Falando em reconfigurar a realidade, em 2022 fomos apresentados ao estranho, porém fantástico, Os Reescritos, livro que leva o selo “Bugio Caveira” da editora, sendo classificado como terror (antes dele a Equipe Bugio contava apenas com a saga Zórnia cobrindo esse gênero).
A trama cíclica e emaranhada nos faz acompanhar o plano mestre de Orestes Costa da Ordem Niveladora da Igreja Católica para dar fim à uma ameaça que está destinada a existir, prevista em cálculos precisos do próprio Orestes, surgiria o temível Anacro-Lord. Se fosse só esse o problema estaria tudo bem, mas a Mansão Paradoxo, cenário principal do livro, onde a alma desse ser está confinada, recebe novos moradores após a morte de Orestes e tudo começa a cair numa espiral de eventos até o fatídico fim. Ou até o começo de tudo.
Três títulos tão distintos estão separados por gêneros e até por universos em que se passam, não indicando serem ambientados nos mesmos mundos.
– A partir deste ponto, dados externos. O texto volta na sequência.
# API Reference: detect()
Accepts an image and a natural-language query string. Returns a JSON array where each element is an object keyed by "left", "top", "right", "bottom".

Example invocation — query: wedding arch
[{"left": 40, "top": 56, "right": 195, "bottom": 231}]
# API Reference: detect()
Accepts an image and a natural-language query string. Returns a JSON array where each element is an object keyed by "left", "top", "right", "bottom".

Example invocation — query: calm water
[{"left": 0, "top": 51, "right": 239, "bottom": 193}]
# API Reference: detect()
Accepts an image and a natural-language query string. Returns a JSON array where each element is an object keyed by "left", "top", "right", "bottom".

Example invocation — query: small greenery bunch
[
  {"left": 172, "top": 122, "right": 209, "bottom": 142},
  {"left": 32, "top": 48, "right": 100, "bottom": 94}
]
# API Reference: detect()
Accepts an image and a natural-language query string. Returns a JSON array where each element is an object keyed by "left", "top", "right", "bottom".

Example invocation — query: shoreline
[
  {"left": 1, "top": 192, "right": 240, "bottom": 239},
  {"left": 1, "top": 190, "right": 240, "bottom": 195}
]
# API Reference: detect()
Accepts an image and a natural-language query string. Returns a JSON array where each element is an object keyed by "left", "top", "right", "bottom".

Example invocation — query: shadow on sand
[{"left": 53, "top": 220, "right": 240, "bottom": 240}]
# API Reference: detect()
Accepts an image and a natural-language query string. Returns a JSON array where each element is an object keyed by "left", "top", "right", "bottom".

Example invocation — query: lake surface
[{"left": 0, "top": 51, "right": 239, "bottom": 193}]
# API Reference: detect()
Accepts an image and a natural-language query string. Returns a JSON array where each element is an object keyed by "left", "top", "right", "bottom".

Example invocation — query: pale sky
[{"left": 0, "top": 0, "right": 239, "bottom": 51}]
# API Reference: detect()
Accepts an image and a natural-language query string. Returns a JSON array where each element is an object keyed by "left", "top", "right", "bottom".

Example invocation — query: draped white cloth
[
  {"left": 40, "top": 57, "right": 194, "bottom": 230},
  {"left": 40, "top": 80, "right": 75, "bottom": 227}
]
No entanto, o tema “super-herói” é recorrente nos três casos. Poderia se tratar da base de influência do autor, mas, em seguida, podemos ver a crescente influência das palavras na força basal que rege a trama. Seja no poder que a palavra “Supéria” evoca em sua conclusão, misturando uma magia (ao melhor estilo Shazam) com a da fonética e seus significados ocultos no subconsciente ao lidar com a força esmagadora da depressão, ou como o Arranjador de O Último dia da Morsa bagunça os significantes e significados e, por fim, Ricardo de Os Reescritos fazendo uso das palavras, embaralhando suas letras para, de forma absurda, criar coisas novas como se os nomes das coisas estivessem ligados à suas formas físicas, desconsiderando os princípios da matéria.
Não bastando isso, Supéria, Akil e Ricardo apresentam traços semelhantes entre si. É constantemente citado em Supéria que a heroína precisa estar constantemente movendo sua mão num ritmo de um metrônomo para se ancorar à realidade, talvez como alusão à estereotipia (ou flapping) de pessoas com Transtorno do Espectro Autista). Akil é o que mais apresenta abertamente traços do TEA dos três personagens, chegando a usar um abafador de ruídos em sala de aula por conta da sensibilidade auditiva e, por fim, Ricardo Racaño de Os Reescritos sem tantas características evidentes, mesmo assim podemos enxergar nele algumas características ao lidar com tudo o que está acontecendo ao seu redor. Não conseguiríamos catalogar os níveis de suporte do espectro dessas figuras ficcionais, no entanto, é pontual que essas tramas distintas permeiam os mesmos alicerces, como se apresentassem três pontos de vistas de três personagens autistas diante de universos moldáveis com a força das palavras.
A delicadeza em abordar o tema sem estigmatizar traz o tom necessário para essa e tantas outras representatividades.
Pode ser só uma teoria, mas é bem interessante, não?